A rundown of recent top FCRA, TCPA and FDCPA cases from ACA.
06/02/2023 2:40 P.M.
2.5 minute read
Each week, ACA International’s compliance team covers relevant case summaries for ACA members. Members may also submit cases for consideration to our compliance team at [email protected].
Here are the cases covered May 31 – June 2:
Gebreseralse v. Columbia Debt Recovery: Court Denies Debt Collector’s Bona Fide Error Claim
A consumer sued a debt collector for sending allegedly misleading letters to her in an attempt to collect a debt.
Brayton v. Alltran Financial: Placing 14 Unanswered Calls and Using a Local Area Code Did Not Violate the FDCPA
A North Carolina district court found that placing 14 calls over a one-month period while using a local area code to make the calls did not violate the FDCPA.
Goodall v. LVNV Funding: Noncompliance with State Registration Law Raises FDCPA Claim
A Virginia district court found that registration under state law necessary for state-court collection action and suit brought by an unregistered collector raised FDCPA Section 1692e claims.
Johnson v. LVLV Funding; Credit One: Court Finds Credit Reporting is Collection Activity Under the FDCPA
A California district court held that reporting a debt to a CRA is collection activity under Section 1692g(b) of the FDCPA.
Cruz v. Ally Financial: Consumer Did Not Raise a Federal Claim in Complaint, Case Remanded to State Court
A consumer sued a data furnisher in state court. Although the complaint did not mention the FCRA, the data furnisher removed the case to federal court. The court then reviewed the case to see if it had jurisdiction over the matter.
Ozmun v.

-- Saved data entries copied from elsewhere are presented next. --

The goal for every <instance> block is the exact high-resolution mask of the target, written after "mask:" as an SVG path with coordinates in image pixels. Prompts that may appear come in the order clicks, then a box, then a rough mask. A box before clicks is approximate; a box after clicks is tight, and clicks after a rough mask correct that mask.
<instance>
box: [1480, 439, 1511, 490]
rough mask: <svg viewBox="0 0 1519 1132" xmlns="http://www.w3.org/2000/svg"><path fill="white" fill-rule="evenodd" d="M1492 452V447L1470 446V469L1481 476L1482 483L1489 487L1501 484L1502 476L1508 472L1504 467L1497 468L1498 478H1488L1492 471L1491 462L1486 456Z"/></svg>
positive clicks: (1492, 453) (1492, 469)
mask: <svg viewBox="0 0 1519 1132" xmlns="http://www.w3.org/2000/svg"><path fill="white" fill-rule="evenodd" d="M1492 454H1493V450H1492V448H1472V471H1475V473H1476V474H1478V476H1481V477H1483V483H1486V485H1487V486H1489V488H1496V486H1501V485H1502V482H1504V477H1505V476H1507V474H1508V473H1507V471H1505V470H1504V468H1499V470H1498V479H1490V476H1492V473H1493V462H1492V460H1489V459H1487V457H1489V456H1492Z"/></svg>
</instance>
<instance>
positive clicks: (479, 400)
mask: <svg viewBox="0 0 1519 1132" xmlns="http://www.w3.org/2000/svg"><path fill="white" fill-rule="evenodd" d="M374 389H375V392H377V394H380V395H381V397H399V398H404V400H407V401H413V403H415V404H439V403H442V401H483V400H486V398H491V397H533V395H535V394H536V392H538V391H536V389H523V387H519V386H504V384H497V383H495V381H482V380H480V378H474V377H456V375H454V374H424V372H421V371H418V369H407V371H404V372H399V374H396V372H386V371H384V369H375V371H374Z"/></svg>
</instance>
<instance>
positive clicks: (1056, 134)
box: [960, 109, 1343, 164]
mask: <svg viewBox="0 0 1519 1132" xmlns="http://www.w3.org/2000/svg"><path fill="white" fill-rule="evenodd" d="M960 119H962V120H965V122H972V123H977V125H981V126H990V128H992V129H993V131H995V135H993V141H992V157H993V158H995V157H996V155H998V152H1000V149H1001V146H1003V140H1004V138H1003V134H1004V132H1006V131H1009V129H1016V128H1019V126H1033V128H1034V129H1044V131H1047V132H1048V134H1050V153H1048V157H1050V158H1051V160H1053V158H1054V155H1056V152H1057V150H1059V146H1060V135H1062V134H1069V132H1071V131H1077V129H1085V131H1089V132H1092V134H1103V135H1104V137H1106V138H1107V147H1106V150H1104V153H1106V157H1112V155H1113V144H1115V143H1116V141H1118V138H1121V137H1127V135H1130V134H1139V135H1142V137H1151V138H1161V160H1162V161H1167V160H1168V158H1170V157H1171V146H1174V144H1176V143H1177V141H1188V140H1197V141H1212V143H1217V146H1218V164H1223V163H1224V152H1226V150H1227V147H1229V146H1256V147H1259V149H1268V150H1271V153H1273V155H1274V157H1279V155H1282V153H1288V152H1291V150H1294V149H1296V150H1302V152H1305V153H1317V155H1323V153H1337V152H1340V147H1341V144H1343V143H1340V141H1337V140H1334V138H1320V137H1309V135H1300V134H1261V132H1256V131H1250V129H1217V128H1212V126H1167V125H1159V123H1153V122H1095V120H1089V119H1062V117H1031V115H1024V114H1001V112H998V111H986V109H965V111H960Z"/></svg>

Portfolio Recovery Assocs.: Settlement Does Not Entitle Consumer Attorney to Award of Attorney’s Fees
A consumer requested an award of attorney’s fees after he had reached a settlement agreement with a debt collector. The court held that the consumer was not entitled to an award of attorney’s fees.
Pistone v. Client Services: Court Finds No FDCPA Violation for Including Two Different Addresses in Collection Letter
A New Jersey District court found that a consumer did not have standing to sue over alleged confusion stemming from a collection letter’s inclusion of two addresses. Additionally, the court found that even if the plaintiff had shown a concrete injury, her FDCPA claims failed as a matter of law.